Open karlhorky opened 9 months ago
Why not use a test library instead then?
I think all the things you could definitely get them to agree on they already agree on.
It's the plugins and extensions that they might disagree on.
And you can use something like vitest.
While it's cool to have the runtime also have a test runner, it's not exactly in the scope of a runtime, is it? 🤔 Should package management also be prescribed?
If someone wanted to try something like this as a package, it is more than welcome to be part of unjs.io (cross linked to https://github.com/unjs/community/discussions/2) ❤️
Just reminded i got untest pkg with this idea 2 years ago and forgot to even push my progress since Vitest was born and it was amazing! I think main limitation is that we need to split the standard assertion library from runtime logic to make this happen.
Since the ecosystem hasn’t ever come close to cohering on a standard pattern in libraries, i don’t think it makes sense to standardize one. Platforms choosing to offer a test framework despite this lack of coherence shouldn’t justify continued artificial forcing of patterns.
@ljharb Are you aware of any previous efforts that particular runtimes (Node, Bun and Deno) explicitly disagreed with a unified API for testing?
It is not an artificial need that today we cannot test a library against all WinterCG runtimes. (and it is growing, llrt made one for themselves, based on node-assert and jest-like runtime).
Also looking at the readme:
How are the APIs selected By looking at the APIs that are already implemented and supported in common across Node.js, Deno, and Cloudflare Workers. If there were at least two implementations among those -- either already supported or in progress -- then it was added to the list.
I think this at least met the 2/3 criteria of this repo (or i might be totally wrong)
@pi0 the issue isn’t disagreement, it’s artificially forcing into a standard something that never went through rigorous intentional design nor got extensive userland usage prior to implementation.
I always imagined API Standards are specifically being designed to be strict and purposed to be consistent and also imagined that WinterCG is a place to discuss about designing such (common) APIs to be consistent.

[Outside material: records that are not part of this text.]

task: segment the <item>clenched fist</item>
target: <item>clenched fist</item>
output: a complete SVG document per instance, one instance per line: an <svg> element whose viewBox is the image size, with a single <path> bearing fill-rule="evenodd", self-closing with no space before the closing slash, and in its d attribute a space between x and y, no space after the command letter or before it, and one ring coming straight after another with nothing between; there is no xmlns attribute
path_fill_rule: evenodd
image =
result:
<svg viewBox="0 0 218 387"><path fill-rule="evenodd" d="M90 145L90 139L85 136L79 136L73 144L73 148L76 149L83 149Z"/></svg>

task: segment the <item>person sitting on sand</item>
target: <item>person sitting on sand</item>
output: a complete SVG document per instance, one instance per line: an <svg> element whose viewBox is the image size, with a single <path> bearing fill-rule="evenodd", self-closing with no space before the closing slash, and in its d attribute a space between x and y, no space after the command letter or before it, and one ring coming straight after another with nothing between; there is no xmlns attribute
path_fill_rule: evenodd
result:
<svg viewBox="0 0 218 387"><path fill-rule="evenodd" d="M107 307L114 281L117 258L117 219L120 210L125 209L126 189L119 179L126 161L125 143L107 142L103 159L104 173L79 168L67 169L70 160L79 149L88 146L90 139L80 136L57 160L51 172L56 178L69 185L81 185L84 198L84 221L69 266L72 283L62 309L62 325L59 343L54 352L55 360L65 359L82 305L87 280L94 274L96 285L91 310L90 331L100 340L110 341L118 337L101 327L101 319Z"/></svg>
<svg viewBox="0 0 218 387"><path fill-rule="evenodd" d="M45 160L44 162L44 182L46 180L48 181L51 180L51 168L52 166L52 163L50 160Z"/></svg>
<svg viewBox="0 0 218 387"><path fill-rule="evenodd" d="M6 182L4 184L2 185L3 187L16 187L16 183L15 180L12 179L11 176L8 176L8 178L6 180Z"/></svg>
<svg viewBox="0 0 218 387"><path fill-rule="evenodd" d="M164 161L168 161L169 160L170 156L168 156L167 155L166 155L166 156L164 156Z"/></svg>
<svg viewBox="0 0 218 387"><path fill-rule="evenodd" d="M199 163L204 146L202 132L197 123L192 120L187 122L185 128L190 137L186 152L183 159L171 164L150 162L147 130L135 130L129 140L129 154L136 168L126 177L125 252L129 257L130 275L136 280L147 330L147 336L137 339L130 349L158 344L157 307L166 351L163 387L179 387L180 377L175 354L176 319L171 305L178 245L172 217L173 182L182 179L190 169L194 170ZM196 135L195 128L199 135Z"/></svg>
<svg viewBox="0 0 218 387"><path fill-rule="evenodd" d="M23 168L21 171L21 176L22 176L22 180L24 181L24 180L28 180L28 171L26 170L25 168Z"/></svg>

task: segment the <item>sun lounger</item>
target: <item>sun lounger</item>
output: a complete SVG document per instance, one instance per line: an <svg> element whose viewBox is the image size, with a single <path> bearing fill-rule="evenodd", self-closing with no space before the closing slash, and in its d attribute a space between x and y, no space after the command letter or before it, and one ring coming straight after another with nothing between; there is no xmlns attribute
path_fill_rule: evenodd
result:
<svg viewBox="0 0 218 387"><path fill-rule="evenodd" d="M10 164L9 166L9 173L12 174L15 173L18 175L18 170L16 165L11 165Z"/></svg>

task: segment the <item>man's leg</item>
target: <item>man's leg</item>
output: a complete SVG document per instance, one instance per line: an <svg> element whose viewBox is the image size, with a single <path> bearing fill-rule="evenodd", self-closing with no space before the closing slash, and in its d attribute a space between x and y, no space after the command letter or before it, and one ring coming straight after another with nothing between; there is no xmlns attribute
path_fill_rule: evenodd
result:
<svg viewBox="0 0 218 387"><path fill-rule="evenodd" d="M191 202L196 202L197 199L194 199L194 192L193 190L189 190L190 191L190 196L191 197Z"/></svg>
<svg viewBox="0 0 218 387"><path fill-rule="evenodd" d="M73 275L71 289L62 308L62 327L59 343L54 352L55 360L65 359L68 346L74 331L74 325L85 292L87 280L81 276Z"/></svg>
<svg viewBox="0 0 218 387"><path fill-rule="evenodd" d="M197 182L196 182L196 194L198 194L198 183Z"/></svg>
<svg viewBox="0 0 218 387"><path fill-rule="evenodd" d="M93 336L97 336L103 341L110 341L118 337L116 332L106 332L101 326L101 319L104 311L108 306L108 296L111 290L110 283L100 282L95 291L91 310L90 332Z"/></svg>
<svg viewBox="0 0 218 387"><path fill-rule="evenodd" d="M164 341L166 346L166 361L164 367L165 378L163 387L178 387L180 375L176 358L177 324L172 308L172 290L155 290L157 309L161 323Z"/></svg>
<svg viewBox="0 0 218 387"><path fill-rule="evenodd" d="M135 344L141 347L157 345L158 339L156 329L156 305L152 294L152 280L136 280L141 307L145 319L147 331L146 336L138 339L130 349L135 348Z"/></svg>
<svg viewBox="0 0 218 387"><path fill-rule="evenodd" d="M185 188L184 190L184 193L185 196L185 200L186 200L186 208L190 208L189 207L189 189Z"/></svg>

Would it still be something (in vision of @wintercg group) to be continued perhaps as a new proposal (not common-api but like proposal-testing-api
)?
I don't think the test
framework should be standardized, but I do think the lower-level machinery around it probably should be. Like a core assert(...)

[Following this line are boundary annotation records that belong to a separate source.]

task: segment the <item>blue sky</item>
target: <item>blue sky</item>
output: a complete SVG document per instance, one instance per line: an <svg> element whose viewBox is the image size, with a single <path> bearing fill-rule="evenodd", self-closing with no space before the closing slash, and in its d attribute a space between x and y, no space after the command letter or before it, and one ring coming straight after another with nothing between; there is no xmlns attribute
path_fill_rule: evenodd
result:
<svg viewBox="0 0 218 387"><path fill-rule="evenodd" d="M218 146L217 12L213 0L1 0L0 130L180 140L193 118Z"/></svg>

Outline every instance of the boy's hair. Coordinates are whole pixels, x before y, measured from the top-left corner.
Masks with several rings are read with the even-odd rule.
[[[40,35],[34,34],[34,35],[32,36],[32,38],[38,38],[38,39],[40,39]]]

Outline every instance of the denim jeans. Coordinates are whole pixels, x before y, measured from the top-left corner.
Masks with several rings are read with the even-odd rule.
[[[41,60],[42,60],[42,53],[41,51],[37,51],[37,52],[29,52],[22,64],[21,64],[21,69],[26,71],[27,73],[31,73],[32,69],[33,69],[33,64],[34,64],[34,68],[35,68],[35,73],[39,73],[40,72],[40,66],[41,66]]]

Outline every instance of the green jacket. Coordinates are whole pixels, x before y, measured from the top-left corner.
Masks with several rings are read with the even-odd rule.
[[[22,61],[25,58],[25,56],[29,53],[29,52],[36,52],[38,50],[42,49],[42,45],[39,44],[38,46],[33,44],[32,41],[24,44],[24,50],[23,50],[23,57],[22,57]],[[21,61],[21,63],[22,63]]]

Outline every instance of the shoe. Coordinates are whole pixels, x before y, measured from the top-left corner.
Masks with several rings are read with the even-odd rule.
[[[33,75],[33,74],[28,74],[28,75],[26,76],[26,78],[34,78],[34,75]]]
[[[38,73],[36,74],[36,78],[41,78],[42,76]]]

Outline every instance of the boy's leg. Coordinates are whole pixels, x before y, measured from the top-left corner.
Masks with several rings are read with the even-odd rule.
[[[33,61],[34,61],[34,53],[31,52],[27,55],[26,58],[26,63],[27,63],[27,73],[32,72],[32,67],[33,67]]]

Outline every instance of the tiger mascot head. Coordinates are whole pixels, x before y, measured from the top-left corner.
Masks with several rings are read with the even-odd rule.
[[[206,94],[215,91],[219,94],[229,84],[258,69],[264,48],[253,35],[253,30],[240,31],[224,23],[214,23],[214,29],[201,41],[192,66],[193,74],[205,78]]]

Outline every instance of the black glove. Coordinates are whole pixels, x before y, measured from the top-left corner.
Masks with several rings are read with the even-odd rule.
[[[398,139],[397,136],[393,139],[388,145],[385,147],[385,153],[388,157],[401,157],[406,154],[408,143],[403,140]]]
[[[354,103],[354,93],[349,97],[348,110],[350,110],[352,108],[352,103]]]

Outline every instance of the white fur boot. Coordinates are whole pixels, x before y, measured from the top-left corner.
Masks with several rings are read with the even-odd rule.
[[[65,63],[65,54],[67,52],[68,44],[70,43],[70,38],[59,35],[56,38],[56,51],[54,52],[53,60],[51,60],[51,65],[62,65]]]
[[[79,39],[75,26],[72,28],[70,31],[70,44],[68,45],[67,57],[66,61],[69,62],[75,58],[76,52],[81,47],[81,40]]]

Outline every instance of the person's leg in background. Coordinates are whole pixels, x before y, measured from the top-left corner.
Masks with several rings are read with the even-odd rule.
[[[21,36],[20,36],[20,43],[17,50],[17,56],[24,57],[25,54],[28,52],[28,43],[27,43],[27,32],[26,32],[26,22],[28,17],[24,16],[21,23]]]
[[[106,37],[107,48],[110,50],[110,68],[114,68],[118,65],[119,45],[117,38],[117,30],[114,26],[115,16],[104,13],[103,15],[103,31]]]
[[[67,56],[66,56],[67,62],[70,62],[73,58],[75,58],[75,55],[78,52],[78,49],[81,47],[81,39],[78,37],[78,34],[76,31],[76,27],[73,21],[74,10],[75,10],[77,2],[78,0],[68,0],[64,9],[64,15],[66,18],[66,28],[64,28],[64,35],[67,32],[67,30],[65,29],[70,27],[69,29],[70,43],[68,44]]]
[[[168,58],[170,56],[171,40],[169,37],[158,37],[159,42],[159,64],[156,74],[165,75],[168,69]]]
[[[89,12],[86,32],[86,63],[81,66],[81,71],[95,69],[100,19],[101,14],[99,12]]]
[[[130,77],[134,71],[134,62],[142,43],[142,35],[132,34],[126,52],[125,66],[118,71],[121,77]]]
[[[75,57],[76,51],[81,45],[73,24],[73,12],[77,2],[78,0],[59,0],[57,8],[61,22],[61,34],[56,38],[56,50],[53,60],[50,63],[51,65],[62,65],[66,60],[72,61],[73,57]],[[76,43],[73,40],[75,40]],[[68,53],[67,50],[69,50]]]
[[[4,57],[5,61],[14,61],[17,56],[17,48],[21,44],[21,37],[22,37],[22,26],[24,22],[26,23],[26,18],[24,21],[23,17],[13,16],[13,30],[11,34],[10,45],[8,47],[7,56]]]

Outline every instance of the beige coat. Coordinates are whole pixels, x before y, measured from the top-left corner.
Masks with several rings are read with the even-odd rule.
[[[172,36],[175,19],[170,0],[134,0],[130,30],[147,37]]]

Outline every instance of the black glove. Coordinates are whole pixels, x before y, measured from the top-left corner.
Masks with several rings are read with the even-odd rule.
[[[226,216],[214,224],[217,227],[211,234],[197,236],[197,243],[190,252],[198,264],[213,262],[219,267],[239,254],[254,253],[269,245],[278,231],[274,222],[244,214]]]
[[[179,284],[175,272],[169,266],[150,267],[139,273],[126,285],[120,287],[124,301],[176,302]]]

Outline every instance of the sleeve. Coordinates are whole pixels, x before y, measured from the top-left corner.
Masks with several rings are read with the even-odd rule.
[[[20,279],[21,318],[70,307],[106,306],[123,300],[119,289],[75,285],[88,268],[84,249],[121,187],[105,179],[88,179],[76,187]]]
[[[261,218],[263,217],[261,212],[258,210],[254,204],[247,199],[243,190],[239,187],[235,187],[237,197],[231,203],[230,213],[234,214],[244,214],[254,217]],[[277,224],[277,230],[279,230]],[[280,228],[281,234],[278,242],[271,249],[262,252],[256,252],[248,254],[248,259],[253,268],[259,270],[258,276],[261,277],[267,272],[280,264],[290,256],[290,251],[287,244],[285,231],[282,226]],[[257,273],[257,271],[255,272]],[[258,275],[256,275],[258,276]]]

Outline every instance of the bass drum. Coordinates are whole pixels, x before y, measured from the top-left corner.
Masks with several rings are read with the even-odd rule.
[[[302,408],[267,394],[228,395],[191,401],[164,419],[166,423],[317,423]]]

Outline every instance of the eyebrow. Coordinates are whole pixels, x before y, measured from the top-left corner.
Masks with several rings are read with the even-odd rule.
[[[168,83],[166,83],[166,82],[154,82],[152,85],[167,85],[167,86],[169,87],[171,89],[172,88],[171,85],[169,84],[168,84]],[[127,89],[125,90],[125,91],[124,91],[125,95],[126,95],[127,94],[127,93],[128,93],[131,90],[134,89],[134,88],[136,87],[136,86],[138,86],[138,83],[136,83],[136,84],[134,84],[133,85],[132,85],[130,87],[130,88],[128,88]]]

interface which could be wrapped to make the prettier variations like expect(...)
with its chainability. I also think we should probably standardize a sandbox at the single test unit level and allow frameworks to compose and rearrange them as they see fit. Should probably also have a standardized functional output for that single unit of work with an interface that receives some event data about that run but not standardization for text output.
Test frameworks have varying structural opinions, but at the core of all of them is the need for a well-isolated sandbox which can intercept and analyze any failure from within. Standardizing that sandbox could be reasonable.

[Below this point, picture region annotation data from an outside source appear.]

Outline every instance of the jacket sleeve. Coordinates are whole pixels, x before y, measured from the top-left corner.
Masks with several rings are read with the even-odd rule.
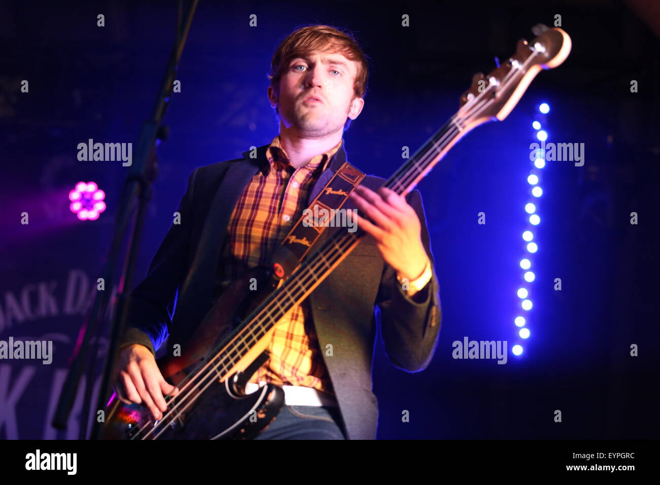
[[[185,193],[177,209],[180,214],[179,223],[172,223],[151,261],[147,276],[131,293],[126,329],[119,348],[141,344],[155,356],[156,350],[167,339],[168,327],[172,323],[191,250],[193,193],[198,170],[195,169],[188,178]]]
[[[380,309],[381,333],[388,358],[397,367],[416,372],[426,369],[433,357],[438,344],[442,311],[438,278],[419,191],[411,192],[407,200],[419,218],[422,243],[431,261],[432,276],[426,286],[411,298],[401,288],[394,269],[385,263],[376,304]]]

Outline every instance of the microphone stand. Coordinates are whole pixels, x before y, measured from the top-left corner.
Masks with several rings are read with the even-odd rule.
[[[100,389],[96,401],[96,409],[104,409],[112,390],[112,372],[118,355],[117,343],[123,335],[126,326],[126,316],[130,296],[135,262],[137,258],[141,236],[144,227],[147,207],[151,199],[152,184],[158,174],[158,160],[156,148],[160,141],[167,139],[168,127],[162,125],[163,118],[169,106],[172,84],[176,75],[179,61],[185,44],[185,40],[190,30],[193,16],[197,9],[198,0],[191,0],[185,15],[182,16],[182,5],[180,0],[176,26],[176,40],[170,60],[165,70],[160,84],[160,90],[156,98],[151,112],[151,117],[142,125],[140,138],[137,144],[136,156],[133,158],[128,176],[122,188],[120,203],[115,221],[115,231],[108,257],[104,265],[102,275],[104,278],[105,288],[114,288],[115,269],[119,259],[119,253],[123,242],[127,240],[127,248],[124,255],[121,272],[119,275],[117,294],[115,302],[112,321],[110,324],[110,339],[108,352],[104,359],[104,373]],[[135,217],[133,209],[137,206]],[[98,323],[106,314],[112,296],[112,290],[97,292],[94,304],[86,315],[81,328],[78,343],[72,357],[67,379],[57,403],[52,424],[60,430],[65,429],[69,414],[73,406],[77,393],[80,378],[85,372],[84,361],[88,357],[90,335],[96,331],[99,333]],[[97,339],[98,346],[98,339]],[[92,359],[95,357],[92,356]],[[92,367],[93,366],[90,366]],[[90,385],[92,372],[88,372],[87,385]],[[89,401],[92,390],[86,393],[85,405],[83,409],[89,410]],[[80,439],[86,437],[88,415],[81,416]],[[98,439],[102,429],[102,422],[94,420],[90,437]]]

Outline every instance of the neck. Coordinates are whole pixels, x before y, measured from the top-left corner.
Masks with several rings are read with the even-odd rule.
[[[341,140],[342,130],[323,138],[305,138],[294,131],[293,127],[280,125],[280,145],[288,155],[294,168],[304,167],[317,155],[329,152]]]

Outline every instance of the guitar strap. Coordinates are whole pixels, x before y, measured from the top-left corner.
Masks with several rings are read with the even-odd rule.
[[[335,173],[275,248],[271,261],[277,279],[293,273],[325,228],[335,226],[335,214],[341,215],[337,211],[363,178],[364,174],[348,162]],[[344,220],[348,217],[346,214]]]

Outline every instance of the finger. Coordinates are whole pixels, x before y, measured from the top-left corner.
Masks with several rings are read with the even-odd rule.
[[[387,216],[381,212],[377,207],[372,205],[369,201],[362,198],[359,194],[356,193],[354,191],[350,194],[350,197],[352,198],[355,205],[358,206],[358,209],[362,210],[379,226],[387,228],[392,225]],[[364,218],[362,218],[364,220]]]
[[[160,381],[160,390],[162,391],[164,396],[172,396],[174,397],[181,392],[181,390],[176,387],[169,383],[164,379]]]
[[[372,236],[374,239],[376,240],[376,242],[380,242],[385,237],[385,231],[358,214],[355,214],[355,224],[368,234]]]
[[[123,387],[123,397],[124,397],[124,399],[121,399],[121,402],[126,404],[142,404],[142,398],[138,394],[137,390],[128,374],[122,373],[120,383]],[[119,395],[119,393],[117,395]],[[121,398],[119,399],[121,399]]]
[[[391,201],[394,201],[399,197],[393,190],[386,187],[381,187],[378,192],[374,192],[369,187],[363,185],[358,185],[356,188],[360,195],[376,206],[383,213],[391,212],[393,210],[400,210],[398,206],[394,206],[391,203]]]
[[[151,412],[151,415],[154,417],[154,419],[160,420],[162,417],[162,414],[161,414],[158,408],[156,407],[153,399],[151,399],[151,396],[149,395],[148,391],[145,387],[145,382],[142,380],[142,375],[140,373],[139,368],[135,369],[131,366],[130,373],[131,378],[133,379],[133,383],[137,390],[137,393],[140,395],[140,397],[144,401],[145,405]]]
[[[378,193],[385,199],[385,202],[398,210],[403,212],[409,212],[409,209],[414,210],[406,201],[405,197],[399,195],[391,189],[384,186],[381,187],[378,189]]]
[[[167,410],[167,403],[163,394],[160,392],[160,379],[162,379],[160,371],[156,368],[154,370],[151,362],[145,362],[142,366],[142,378],[147,390],[149,392],[149,395],[154,401],[154,404],[162,412]],[[158,373],[158,376],[154,373]],[[159,379],[160,378],[160,379]]]

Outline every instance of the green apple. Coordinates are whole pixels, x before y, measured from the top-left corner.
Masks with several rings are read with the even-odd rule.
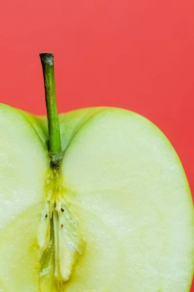
[[[175,150],[146,118],[0,106],[0,291],[188,292],[194,212]]]

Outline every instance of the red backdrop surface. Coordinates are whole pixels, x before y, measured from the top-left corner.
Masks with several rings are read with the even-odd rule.
[[[174,146],[194,194],[193,0],[0,6],[0,102],[45,114],[38,54],[53,52],[59,111],[104,105],[146,117]]]

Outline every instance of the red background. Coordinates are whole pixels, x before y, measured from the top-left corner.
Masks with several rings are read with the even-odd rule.
[[[171,141],[194,194],[193,0],[0,6],[0,102],[45,114],[38,54],[53,52],[59,111],[104,105],[146,117]]]

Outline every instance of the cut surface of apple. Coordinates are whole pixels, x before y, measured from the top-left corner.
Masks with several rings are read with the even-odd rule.
[[[189,292],[194,206],[179,158],[124,110],[45,118],[0,106],[0,291]]]

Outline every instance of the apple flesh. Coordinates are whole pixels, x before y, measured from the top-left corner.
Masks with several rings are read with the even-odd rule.
[[[0,106],[0,291],[189,292],[194,206],[173,146],[134,112],[46,117]]]

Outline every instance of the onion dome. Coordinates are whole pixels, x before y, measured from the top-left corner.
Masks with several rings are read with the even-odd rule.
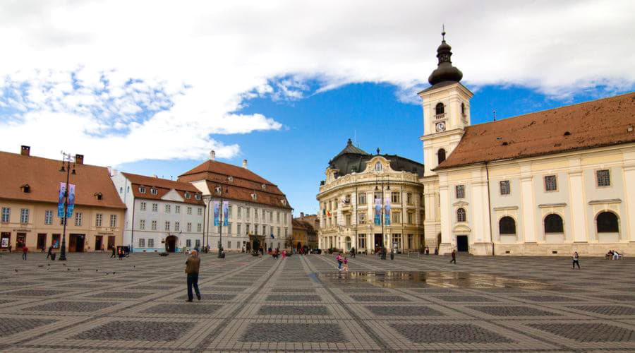
[[[441,33],[442,40],[441,45],[437,48],[437,57],[439,64],[437,68],[428,78],[430,85],[436,85],[442,82],[459,82],[463,78],[461,70],[452,66],[450,57],[452,56],[452,47],[445,42],[445,31]]]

Whatever we standardize here (if anything), please make sure it's easy to test (failing) async functions and promises (including rejection and timeout).
@Qard that's not how they all work, but it's definitely worth reviewing what someone can come up with - I'd say that lacking ecosystem coherence, any approach that isn't compatible with the top N test frameworks (arbitrarily, 10?) isn't a good idea to move forward with.
I do see the benefit of standardizing the assert/expect behaviors/apis, even if other things like describe/it/test
would be more up for grabs. As long as it leaves freedom for userland extension.
@ljharb Yep, agreed. We might not be able to make a tool that everyone will want to use, but as long as it satisfies most users it should be fine. Might even be several tools--probably would be, I would think assertions should be able to exist on their own from an error-catching execution sandbox.
A similar case is UrlPattern--not every routing framework will want to use that style, but for many it's enough. Putting aside if the design of that particular API is any good or not, I'm just using it as an example of an API solving a specific use case and not trying to be everything for everyone.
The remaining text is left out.